伝言昔話「化け蜘蛛」(小泉八雲より)
伝言昔話「化け蜘蛛」
古い書物に化け蜘蛛の話が書いてあります。
化け蜘蛛は昔いたのだとか、今もまだいるのだとか、様々に言います。
「化け蜘蛛の話をしよう」
男が語り始めました。
人里はなれた所にお化け寺がありました。
お堂にお化けがいついてしまい、人々がそのお堂をどうすればいいか、困っていました
力自慢や、変人がお堂に行きましたが、みな生きて帰ってこなかったのです。
その噂に胸をいためた侍がいました。
侍は度胸もあり、頭も剣の腕もよい優れた人でした。
その侍はそのお堂に行くことにしたのです。
「私が朝まで生きていたら、寺の鐘をならそう」
寺まで案内してくれた者にそう言って、侍はお堂に向かったのでした。
侍はほこりにまみれた須弥壇の下でお化けを待っていました。
「ヒトクサイ」
声がしました。
声の主は、体が半分の人でした。
侍がその化け物をかんさつしていると、化け物はどこかへ行ってしまいました。
「しまった、様子を見すぎたかな」
侍がそう言い、あわてて出ると、見事な三味線の音が聞こえました。
「この音色は人間のわざではないな」
侍はそう言うと、構えました。
いつからいたのでしょうか、一人の僧が三味線をひいていたのです。
僧は侍を見て、大きく笑いました。
「わしはここの住職だ。何も恐れる必要はないぞ」
僧が言うと、
「三味線のうでから考えれば、あなた良い僧ではないですね」
侍は僧に言いました。
「三味線は良いものです。ひいてみていかがかな」
僧がそう言って、侍に三味線を渡しました。
侍は気をつけて左手で受け取りましたが、受け取った三味線が蜘蛛の巣になり、侍にからまり、僧は化け蜘蛛になったのです。
「やはりか」
侍はそう言うと、右手で刀を握り、蜘蛛を切ったのです。
ぎゃぁぁぁ
蜘蛛は叫び逃げていきました。
そして、侍は蜘蛛の巣で動けなくなりました。
しばらくして、侍を心配した人たちがやってきて、蜘蛛の糸で動けない侍を見つけたのです。

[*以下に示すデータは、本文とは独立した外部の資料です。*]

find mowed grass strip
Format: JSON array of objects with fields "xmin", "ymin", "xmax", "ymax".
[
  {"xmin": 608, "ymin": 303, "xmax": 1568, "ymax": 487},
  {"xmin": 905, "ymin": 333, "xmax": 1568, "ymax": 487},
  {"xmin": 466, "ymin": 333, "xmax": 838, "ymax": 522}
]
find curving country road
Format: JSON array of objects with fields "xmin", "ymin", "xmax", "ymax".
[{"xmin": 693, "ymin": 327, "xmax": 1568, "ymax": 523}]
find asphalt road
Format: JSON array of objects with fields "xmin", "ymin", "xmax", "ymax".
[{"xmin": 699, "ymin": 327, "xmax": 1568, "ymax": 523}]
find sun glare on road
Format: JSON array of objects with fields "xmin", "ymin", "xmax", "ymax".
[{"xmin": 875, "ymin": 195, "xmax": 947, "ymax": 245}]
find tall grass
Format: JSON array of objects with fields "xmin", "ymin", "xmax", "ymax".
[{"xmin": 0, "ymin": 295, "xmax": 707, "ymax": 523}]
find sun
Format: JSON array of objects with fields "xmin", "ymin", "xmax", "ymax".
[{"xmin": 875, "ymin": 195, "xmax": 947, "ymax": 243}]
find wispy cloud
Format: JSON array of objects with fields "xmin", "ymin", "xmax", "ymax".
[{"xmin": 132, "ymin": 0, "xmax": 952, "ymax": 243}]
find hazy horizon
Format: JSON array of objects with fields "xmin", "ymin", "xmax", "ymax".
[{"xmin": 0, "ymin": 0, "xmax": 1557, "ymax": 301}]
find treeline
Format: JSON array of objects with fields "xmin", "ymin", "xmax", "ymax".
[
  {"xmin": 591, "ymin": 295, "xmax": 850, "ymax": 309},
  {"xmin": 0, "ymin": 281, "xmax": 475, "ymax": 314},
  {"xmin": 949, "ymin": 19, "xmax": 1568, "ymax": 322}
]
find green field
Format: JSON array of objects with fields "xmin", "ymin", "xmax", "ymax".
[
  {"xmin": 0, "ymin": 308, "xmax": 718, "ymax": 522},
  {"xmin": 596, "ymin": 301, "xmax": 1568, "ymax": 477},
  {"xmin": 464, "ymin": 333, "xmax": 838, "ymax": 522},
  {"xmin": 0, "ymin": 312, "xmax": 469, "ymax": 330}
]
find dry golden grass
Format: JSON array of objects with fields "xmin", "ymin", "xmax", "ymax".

侍たちは蜘蛛の流した血のあとたどっていくと、庭にある穴に蜘蛛がいました。
侍たちは皆でその雲を退治したのでした。
「これが蜘蛛につけられた傷」
腕にある傷を見せ、男の話が終わったのでした。
聞き伝える昔の話でございます
小泉八雲怪談集から。
怪談を書こう。
※基本的に聞き伝えるという形で、大筋は変えずに思うままに書いております。